Comment 5 Boris Zbarsky 2013-11-18 18:06:36 UTC
> So "lastModifiedDate" would return a... number?

Yes.  Number of milliseconds since the epoch. 

I don't have strong feelings about naming it.

> Am I wrong?

You are.  The relevant spec here is http://heycam.github.io/webidl/#es-Date and in particular this bit:

  Otherwise, return a newly constructed ECMAScript Date object that represents
  the same millisecond as V.

so if you have IDL saying your return value is a Date, you get a new Date object every time.

Has to be done this way, because if the same object were returned every time the page could directly mutate the lastModifiedDate of the file by doing things like:

  file.lastModifiedDate.setFullYear(1999);

or whatnot, no?
Comment 6 Victor Costan 2013-11-18 18:32:20 UTC
Thank you very much for explaining, Boris!

I'm sorry, I was thinking of the values behind the Date instances. You are completely correct.

Regarding the property name, I just think we'd have a smoother transition if we have a new property with a different name. I have no data suggesting that we need to worry about this though, so feel free to ignore me.

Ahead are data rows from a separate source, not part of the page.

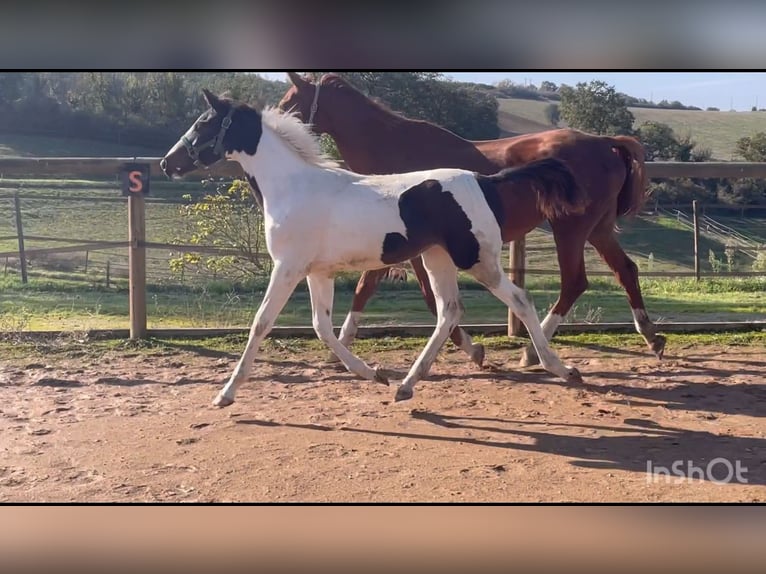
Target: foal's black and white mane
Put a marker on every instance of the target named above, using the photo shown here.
(320, 219)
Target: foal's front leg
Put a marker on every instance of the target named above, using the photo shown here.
(281, 285)
(365, 289)
(321, 288)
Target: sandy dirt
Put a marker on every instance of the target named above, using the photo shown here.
(129, 427)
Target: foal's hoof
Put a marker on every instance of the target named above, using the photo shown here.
(380, 377)
(574, 376)
(222, 401)
(403, 394)
(658, 346)
(529, 358)
(477, 354)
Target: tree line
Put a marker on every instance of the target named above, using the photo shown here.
(150, 109)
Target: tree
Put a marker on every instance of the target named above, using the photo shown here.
(596, 108)
(661, 143)
(752, 148)
(228, 218)
(546, 86)
(552, 114)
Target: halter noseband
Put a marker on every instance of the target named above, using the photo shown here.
(216, 143)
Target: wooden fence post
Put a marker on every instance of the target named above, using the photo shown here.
(20, 235)
(135, 179)
(695, 213)
(517, 264)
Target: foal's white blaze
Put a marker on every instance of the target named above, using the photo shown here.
(320, 219)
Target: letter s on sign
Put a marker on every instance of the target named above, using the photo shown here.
(136, 183)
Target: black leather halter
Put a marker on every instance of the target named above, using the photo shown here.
(216, 143)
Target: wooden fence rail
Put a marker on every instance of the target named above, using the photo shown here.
(109, 167)
(18, 167)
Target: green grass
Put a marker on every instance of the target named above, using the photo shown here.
(65, 347)
(55, 305)
(20, 145)
(718, 131)
(61, 295)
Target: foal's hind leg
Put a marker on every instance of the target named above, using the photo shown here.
(626, 272)
(458, 334)
(321, 288)
(443, 275)
(281, 285)
(365, 289)
(574, 282)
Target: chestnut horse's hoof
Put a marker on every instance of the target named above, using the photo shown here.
(529, 357)
(403, 394)
(477, 354)
(658, 346)
(380, 377)
(574, 376)
(222, 401)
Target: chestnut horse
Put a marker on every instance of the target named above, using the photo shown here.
(373, 139)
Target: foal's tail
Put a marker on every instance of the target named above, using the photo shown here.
(633, 194)
(557, 191)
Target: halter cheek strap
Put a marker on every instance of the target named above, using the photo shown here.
(314, 104)
(216, 143)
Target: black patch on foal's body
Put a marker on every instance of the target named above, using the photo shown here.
(432, 216)
(256, 190)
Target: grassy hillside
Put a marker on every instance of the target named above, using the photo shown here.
(718, 131)
(45, 146)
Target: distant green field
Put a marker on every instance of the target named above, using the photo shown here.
(718, 131)
(44, 146)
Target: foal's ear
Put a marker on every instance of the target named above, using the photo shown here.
(297, 81)
(211, 98)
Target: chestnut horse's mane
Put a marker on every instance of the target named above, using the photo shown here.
(332, 80)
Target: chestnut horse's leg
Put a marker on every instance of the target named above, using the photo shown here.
(570, 244)
(365, 289)
(458, 335)
(442, 270)
(626, 272)
(321, 289)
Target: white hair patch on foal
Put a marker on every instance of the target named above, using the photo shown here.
(294, 132)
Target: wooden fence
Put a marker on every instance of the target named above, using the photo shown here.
(137, 244)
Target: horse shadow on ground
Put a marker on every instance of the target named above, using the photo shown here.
(126, 382)
(639, 444)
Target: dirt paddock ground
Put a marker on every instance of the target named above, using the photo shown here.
(129, 426)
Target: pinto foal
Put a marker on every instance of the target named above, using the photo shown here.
(320, 219)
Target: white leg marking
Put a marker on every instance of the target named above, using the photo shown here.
(281, 285)
(322, 289)
(550, 324)
(350, 327)
(443, 277)
(517, 301)
(640, 317)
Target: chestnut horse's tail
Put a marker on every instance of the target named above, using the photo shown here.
(634, 191)
(557, 191)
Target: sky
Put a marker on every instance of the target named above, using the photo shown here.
(724, 90)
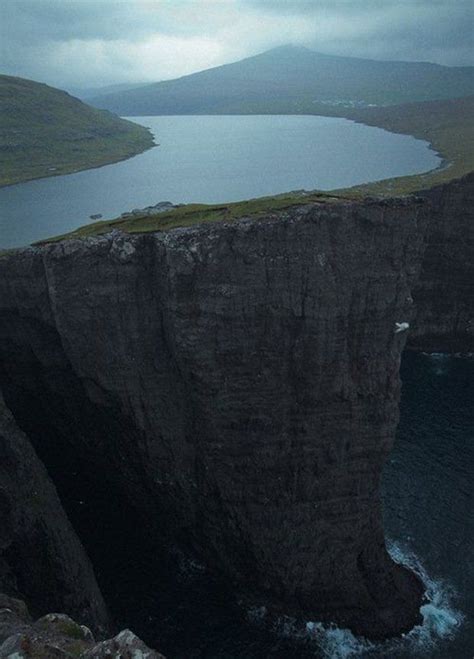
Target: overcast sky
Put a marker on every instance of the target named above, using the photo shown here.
(89, 43)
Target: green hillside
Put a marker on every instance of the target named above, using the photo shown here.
(293, 80)
(45, 132)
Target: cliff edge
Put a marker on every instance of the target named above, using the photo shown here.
(239, 383)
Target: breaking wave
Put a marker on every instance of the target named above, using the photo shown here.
(441, 621)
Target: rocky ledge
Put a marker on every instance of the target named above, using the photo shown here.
(238, 383)
(58, 635)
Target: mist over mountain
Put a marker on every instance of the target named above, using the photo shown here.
(292, 79)
(45, 131)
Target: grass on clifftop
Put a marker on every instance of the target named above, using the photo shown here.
(45, 132)
(447, 125)
(194, 214)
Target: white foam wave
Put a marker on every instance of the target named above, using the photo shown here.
(441, 621)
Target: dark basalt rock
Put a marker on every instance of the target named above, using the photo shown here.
(239, 383)
(58, 635)
(41, 558)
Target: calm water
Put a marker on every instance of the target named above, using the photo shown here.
(428, 495)
(213, 159)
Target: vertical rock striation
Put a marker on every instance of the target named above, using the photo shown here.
(41, 557)
(239, 383)
(444, 295)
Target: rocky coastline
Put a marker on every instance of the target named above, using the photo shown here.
(238, 383)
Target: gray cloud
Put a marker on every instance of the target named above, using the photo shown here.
(74, 43)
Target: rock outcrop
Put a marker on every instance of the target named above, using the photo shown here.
(41, 558)
(58, 635)
(239, 383)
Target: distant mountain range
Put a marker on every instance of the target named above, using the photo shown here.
(292, 79)
(44, 131)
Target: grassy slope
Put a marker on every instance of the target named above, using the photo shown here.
(45, 132)
(447, 125)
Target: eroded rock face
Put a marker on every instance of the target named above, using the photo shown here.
(58, 635)
(444, 294)
(240, 383)
(41, 558)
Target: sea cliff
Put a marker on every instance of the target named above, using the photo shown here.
(237, 383)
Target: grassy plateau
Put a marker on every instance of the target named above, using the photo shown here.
(447, 125)
(46, 132)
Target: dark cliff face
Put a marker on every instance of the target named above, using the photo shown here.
(238, 386)
(41, 557)
(444, 295)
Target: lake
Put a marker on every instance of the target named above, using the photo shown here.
(213, 159)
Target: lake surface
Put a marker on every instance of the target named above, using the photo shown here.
(213, 159)
(428, 493)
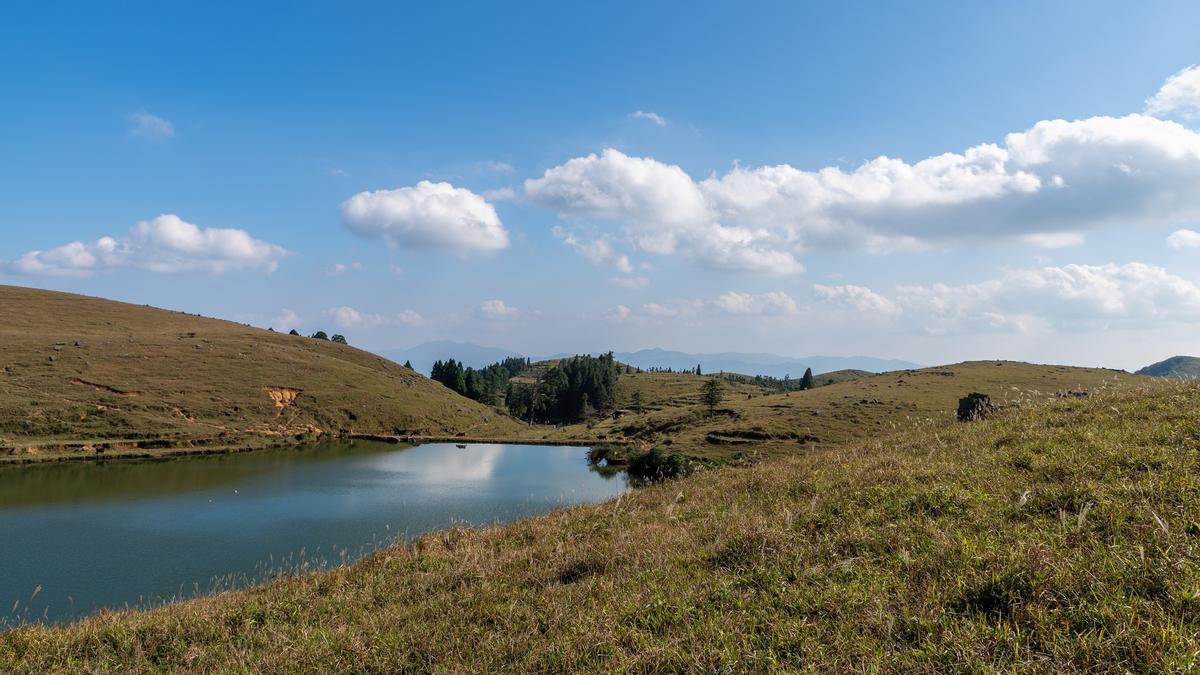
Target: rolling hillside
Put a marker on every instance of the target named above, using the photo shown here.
(81, 374)
(771, 424)
(1061, 536)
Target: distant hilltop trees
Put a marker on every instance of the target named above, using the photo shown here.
(322, 335)
(486, 384)
(567, 390)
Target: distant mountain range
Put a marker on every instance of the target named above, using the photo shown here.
(774, 365)
(1180, 368)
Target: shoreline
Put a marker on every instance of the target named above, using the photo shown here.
(156, 449)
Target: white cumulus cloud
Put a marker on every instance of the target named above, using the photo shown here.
(429, 215)
(1183, 239)
(653, 118)
(631, 282)
(1054, 239)
(773, 303)
(1047, 185)
(497, 310)
(1180, 94)
(163, 244)
(660, 207)
(858, 298)
(151, 127)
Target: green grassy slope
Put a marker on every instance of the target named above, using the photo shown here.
(1060, 536)
(837, 413)
(83, 370)
(1179, 368)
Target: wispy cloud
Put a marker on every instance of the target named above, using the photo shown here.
(151, 127)
(654, 118)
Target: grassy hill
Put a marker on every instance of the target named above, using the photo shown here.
(750, 423)
(1061, 536)
(82, 374)
(1179, 368)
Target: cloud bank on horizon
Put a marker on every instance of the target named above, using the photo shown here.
(1047, 186)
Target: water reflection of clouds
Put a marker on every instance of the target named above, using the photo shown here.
(444, 464)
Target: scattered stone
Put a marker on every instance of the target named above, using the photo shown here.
(975, 406)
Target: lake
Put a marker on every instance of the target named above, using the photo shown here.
(124, 532)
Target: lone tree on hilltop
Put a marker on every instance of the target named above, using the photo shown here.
(711, 393)
(807, 382)
(637, 401)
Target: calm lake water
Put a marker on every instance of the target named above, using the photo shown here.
(136, 532)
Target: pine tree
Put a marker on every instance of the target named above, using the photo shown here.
(807, 382)
(711, 393)
(637, 401)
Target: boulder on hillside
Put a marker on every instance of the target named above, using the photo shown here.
(975, 406)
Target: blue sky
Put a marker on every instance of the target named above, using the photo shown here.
(207, 157)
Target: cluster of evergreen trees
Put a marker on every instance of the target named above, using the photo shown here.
(681, 371)
(777, 383)
(486, 384)
(322, 335)
(575, 388)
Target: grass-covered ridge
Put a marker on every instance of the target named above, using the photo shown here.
(1062, 535)
(83, 375)
(751, 422)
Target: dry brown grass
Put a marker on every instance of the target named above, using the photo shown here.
(1062, 536)
(88, 372)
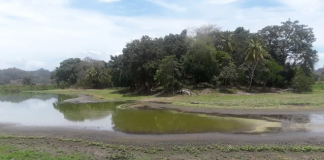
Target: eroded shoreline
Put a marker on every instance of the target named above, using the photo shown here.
(171, 139)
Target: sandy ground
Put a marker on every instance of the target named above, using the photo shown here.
(203, 138)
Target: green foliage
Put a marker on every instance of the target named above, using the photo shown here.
(291, 45)
(168, 73)
(203, 62)
(28, 81)
(255, 54)
(98, 78)
(199, 56)
(269, 72)
(228, 74)
(301, 82)
(63, 84)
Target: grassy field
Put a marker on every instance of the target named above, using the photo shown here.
(49, 148)
(13, 152)
(217, 99)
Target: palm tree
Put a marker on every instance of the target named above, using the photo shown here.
(255, 53)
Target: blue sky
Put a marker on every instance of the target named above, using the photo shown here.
(41, 33)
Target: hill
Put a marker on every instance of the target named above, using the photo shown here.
(15, 76)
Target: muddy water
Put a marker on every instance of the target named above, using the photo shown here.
(47, 110)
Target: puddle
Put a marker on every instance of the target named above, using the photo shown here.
(45, 110)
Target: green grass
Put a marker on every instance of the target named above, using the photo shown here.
(10, 152)
(216, 99)
(11, 148)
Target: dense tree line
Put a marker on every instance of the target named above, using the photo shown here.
(276, 56)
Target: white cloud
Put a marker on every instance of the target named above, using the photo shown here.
(168, 5)
(220, 1)
(309, 6)
(109, 1)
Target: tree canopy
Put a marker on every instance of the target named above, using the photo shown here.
(204, 54)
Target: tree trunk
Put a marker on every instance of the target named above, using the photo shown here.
(252, 75)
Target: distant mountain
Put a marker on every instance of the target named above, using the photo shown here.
(15, 76)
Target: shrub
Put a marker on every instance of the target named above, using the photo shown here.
(301, 82)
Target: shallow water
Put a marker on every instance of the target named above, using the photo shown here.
(47, 111)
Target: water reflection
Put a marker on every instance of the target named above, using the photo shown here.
(18, 98)
(47, 110)
(83, 112)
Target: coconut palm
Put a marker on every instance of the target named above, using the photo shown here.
(255, 53)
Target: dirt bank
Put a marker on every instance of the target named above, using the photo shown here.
(163, 105)
(205, 138)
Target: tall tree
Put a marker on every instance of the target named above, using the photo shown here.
(255, 53)
(168, 73)
(291, 44)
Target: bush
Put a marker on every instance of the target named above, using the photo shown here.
(63, 84)
(302, 83)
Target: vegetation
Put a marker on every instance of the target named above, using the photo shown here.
(217, 98)
(203, 55)
(60, 148)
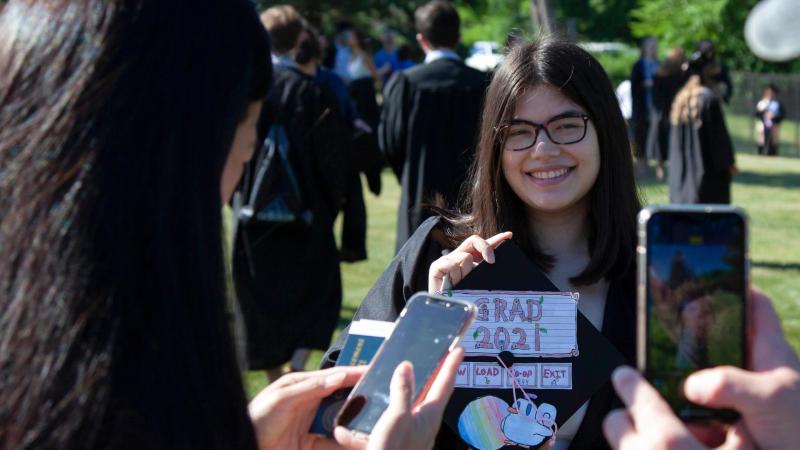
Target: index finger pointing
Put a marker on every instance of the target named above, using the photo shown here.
(498, 238)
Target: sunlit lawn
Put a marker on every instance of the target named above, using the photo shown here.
(768, 189)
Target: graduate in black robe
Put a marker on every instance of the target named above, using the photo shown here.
(669, 79)
(283, 312)
(427, 133)
(701, 152)
(408, 274)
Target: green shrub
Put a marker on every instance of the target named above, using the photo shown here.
(617, 64)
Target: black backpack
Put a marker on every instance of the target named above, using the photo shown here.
(271, 197)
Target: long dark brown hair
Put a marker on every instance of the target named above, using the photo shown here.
(116, 118)
(490, 203)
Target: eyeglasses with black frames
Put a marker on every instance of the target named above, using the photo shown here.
(521, 134)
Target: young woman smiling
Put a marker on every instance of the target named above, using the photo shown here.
(554, 172)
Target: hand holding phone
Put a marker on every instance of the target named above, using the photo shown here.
(402, 426)
(692, 298)
(428, 328)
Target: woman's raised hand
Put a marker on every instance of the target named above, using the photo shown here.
(458, 263)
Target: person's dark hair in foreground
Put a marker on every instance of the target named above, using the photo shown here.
(116, 122)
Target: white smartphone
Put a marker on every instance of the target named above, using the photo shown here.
(428, 328)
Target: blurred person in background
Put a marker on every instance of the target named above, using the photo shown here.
(642, 80)
(669, 78)
(770, 114)
(713, 73)
(359, 138)
(387, 59)
(430, 119)
(701, 157)
(286, 317)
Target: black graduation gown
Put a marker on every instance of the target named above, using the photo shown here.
(700, 158)
(428, 129)
(294, 297)
(665, 87)
(408, 274)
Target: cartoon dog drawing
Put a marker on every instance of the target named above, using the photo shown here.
(526, 425)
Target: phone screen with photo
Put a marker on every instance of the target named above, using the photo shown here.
(696, 300)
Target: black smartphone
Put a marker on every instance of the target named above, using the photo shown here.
(428, 328)
(692, 298)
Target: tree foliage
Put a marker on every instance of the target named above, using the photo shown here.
(681, 23)
(597, 20)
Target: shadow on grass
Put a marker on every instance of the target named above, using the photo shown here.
(781, 179)
(776, 265)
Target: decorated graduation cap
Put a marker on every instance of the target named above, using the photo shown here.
(531, 358)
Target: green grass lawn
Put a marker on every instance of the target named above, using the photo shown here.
(768, 189)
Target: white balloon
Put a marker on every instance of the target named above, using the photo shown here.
(772, 29)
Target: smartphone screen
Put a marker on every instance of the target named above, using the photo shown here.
(424, 334)
(696, 300)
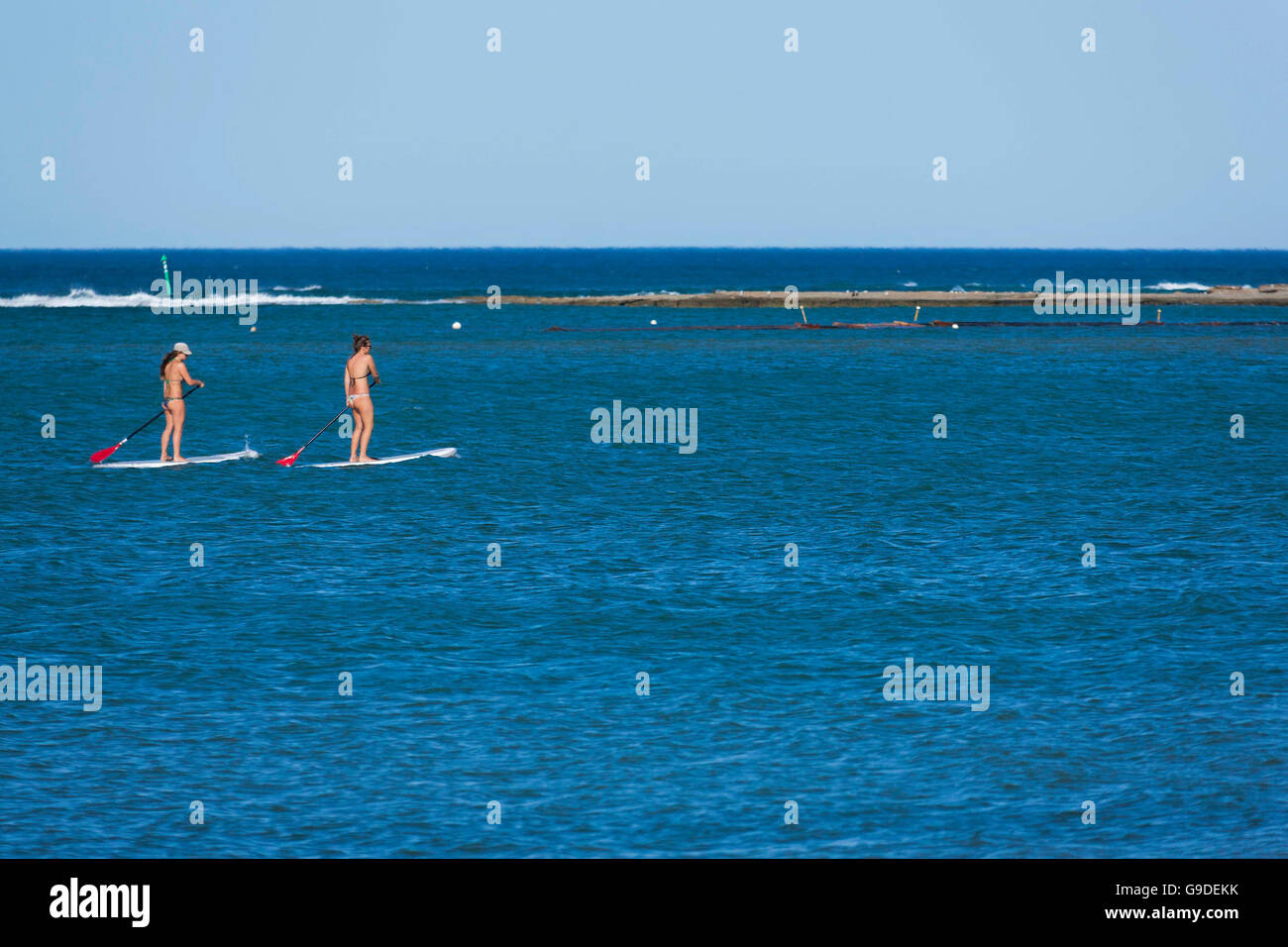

I just learned that lastModified might be a bad name choice, because the DOM specification defines a lastModified attribute on Document that is a DOMString.
http://www.w3.org/html/wg/drafts/html/master/dom.html#dom-document-lastmodified
Comment 7 Jonas Sicking (Not reading bugmail) 2013-11-18 19:39:57 UTC
Renaming to lastModified and making it return a number sounds like a good solution.
Comment 8 Victor Costan 2013-11-18 20:44:30 UTC
Jonas, would this apply to the lastModifiedDate attribute of the FilePropertyBag in the File constructor as well?

Also, if the spec is moving that way, can we please have a type of "long long" or at most "double" for lastModified? Please don't make it an unrestricted double.
Comment 9 Arun 2013-11-18 21:25:02 UTC
(In reply to Victor Costan from comment #8)
> Jonas, would this apply to the lastModifiedDate attribute of the
> FilePropertyBag in the File constructor as well?
> 
> Also, if the spec is moving that way, can we please have a type of "long
> long" or at most "double" for lastModified? Please don't make it an
> unrestricted double.


We don't have to make the FilePropertyBag member be the same, but I think it simplifies things if we do that.  

Note that the spec. originally had a long long, but arguments made on the listserv for developer "ease of use" favored Date (it was, after all, a last modified date, so why not use the Date abstraction?).  But it seems like this imposed the limitation of file.lastModifiedDate == file.lastModifiedDate returning false, which is bad.

We'll switch to a 'long long' in both places -- as a FilePropertyBag bag member (with default equivalent to Date.now()) and the attribute on File.
Comment 10 Victor Costan 2013-11-18 21:29:43 UTC
Thank you very much, Arun!

Just to make sure I understand:

1) File gets a "lastModified" attribute that is a long long, and the "lastModifiedDate" File attribute will be removed from the spec.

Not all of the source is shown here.